PMA : « Les juges ont outrepassé leur rôle »

Propos recueillis par Jamila Aridj
Des femmes qui ont eu recours à la PMA à l’étranger sauront jeudi si la justice prononce l’adoption de leurs enfants, refusée en première instance.

Il y a un an, le tribunal de grande instance de Versailles avait rendu la première décision refusant l’adoption de l’enfant du conjoint dans une famille homoparentale, au motif qu’il avait été conçu à l’étranger par le biais d’une procréation médicalement assistée (PMA). Le premier tribunal de France invoquait « une fraude à la loi ». La Cour de cassation avait été saisie par les tribunaux de grande instance d’Avignon et de Poitiers pour trancher cette question de droit qui suscitait une « instabilité juridique », après des jugements contradictoires.

Dans un avis daté du 22 septembre 2014, la plus haute juridiction de l’ordre judiciaire a clarifié la loi Taubira autorisant le mariage pour les couples du même sexe : elle considère que le recours à la PMA à l’étranger n’est pas « un obstacle » à l’adoption au sein d’un couple de femmes, sous réserve que les autres conditions à l’adoption soient remplies et que ce soit dans l’intérêt de l’enfant. La cour d’appel de Versailles doit de nouveau statuer sur le dossier de ces quatre couples de femmes. Me Caroline Mecary, avocate de l’un des couples, se dit « confiante ». Entretien.

Le Point : Quelle lecture faites-vous de la décision du tribunal de grande instance de Versailles en première instance ?

Me Caroline Mecary : Je note que seule cette juridiction et celle d’Aix-en-Provence ont utilisé l’argument de la « fraude à la loi française » pour expliquer leur refus.
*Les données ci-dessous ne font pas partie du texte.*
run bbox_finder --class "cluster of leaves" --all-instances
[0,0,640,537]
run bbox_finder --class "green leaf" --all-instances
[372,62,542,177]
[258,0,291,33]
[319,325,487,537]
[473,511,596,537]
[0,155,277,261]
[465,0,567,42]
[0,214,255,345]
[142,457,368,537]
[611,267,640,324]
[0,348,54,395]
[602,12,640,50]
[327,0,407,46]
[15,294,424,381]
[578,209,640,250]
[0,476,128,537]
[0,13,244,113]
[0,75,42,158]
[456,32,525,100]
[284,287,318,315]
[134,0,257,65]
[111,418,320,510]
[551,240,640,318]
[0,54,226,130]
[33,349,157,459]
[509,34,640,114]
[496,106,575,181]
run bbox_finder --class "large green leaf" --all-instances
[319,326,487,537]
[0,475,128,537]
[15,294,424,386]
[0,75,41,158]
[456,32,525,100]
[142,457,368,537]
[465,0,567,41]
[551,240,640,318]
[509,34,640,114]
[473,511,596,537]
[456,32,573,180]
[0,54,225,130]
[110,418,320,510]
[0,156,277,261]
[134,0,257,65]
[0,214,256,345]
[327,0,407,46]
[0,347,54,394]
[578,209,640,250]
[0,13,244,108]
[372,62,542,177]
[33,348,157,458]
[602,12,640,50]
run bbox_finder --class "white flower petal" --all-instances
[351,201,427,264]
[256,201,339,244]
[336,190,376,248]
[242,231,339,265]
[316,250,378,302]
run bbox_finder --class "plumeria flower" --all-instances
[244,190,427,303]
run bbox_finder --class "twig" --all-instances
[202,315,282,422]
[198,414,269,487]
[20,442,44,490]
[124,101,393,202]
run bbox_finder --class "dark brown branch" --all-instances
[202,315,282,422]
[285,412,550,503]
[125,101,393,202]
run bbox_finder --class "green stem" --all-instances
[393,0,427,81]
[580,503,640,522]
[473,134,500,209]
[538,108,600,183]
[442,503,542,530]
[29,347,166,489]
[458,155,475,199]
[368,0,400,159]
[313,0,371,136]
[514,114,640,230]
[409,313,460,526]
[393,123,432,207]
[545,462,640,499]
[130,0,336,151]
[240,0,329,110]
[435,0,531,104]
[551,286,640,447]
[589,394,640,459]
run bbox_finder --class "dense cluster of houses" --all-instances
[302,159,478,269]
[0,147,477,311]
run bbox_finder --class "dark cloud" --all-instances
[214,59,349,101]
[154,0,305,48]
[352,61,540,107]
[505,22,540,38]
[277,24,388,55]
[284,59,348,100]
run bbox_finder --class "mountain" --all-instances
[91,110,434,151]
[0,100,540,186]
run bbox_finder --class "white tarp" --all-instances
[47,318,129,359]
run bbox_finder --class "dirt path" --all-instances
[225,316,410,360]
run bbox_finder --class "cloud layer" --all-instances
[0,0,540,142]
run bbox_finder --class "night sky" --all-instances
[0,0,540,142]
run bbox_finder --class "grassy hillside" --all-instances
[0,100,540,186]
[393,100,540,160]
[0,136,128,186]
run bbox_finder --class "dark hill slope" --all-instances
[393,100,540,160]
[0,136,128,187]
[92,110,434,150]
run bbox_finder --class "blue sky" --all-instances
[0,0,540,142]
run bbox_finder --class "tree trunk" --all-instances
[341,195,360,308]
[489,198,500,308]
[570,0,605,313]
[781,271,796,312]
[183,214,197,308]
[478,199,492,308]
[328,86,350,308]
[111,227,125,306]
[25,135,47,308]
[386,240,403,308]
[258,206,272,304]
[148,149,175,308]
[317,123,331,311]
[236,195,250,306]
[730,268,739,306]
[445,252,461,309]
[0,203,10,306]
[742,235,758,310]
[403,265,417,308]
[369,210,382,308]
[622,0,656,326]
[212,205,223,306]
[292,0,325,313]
Les juges ont délivré une décision militante. Ce tribunal a voulu asseoir sa propre conception de l’adoption. Les avis de la Cour de cassation rendus depuis le confirment.

Qu’est-ce que cet avis a changé ?

Il a clarifié la situation, estimant que le mode de conception de l’enfant, fût-il par le moyen d’une procréation médicalement assistée réalisée à l’étranger, n’est pas un élément qui fait obstacle à ce que l’épouse d’une mère puisse adopter son enfant. Cet avis donne une indication extrêmement claire à tous les juges du fond sur la manière dont on peut prononcer une décision.

La loi autorisant le mariage pour tous permet à un couple de femmes d’adopter l’enfant de leur conjointe en fermant les yeux sur les moyens qui ont permis sa conception. N’est-elle pas inachevée ?

Je ne le pense pas. Le mode de conception ne fait pas partie des conditions que l’on doit examiner pour accepter l’adoption de l’enfant du conjoint. Invoquer le mode de conception, c’est un abus de droit. Mes clientes se trouvaient là au mauvais endroit au mauvais moment en présence de mauvais juges qui ont outrepassé leur devoir d’appliquer les règles.

Êtes-vous confiante ?

Oui, parce que je ne vois pas comment la cour d’appel de Versailles peut décider de confirmer la décision prononcée en première instance. Si elle le fait, la Cour de cassation serait saisie et il me semble évident que la haute juridiction ne va pas se déjuger. Elle cassera alors le jugement de la cour d’appel. Je vois mal pourquoi les juges de la cour d’appel prendraient ce risque. Si la cour d’appel prononce l’adoption de ces enfants, elle rétablira une équité en leur prodiguant une « protection juridique » comme celle de pouvoir porter le nom de sa mère adoptive et hériter d’elle.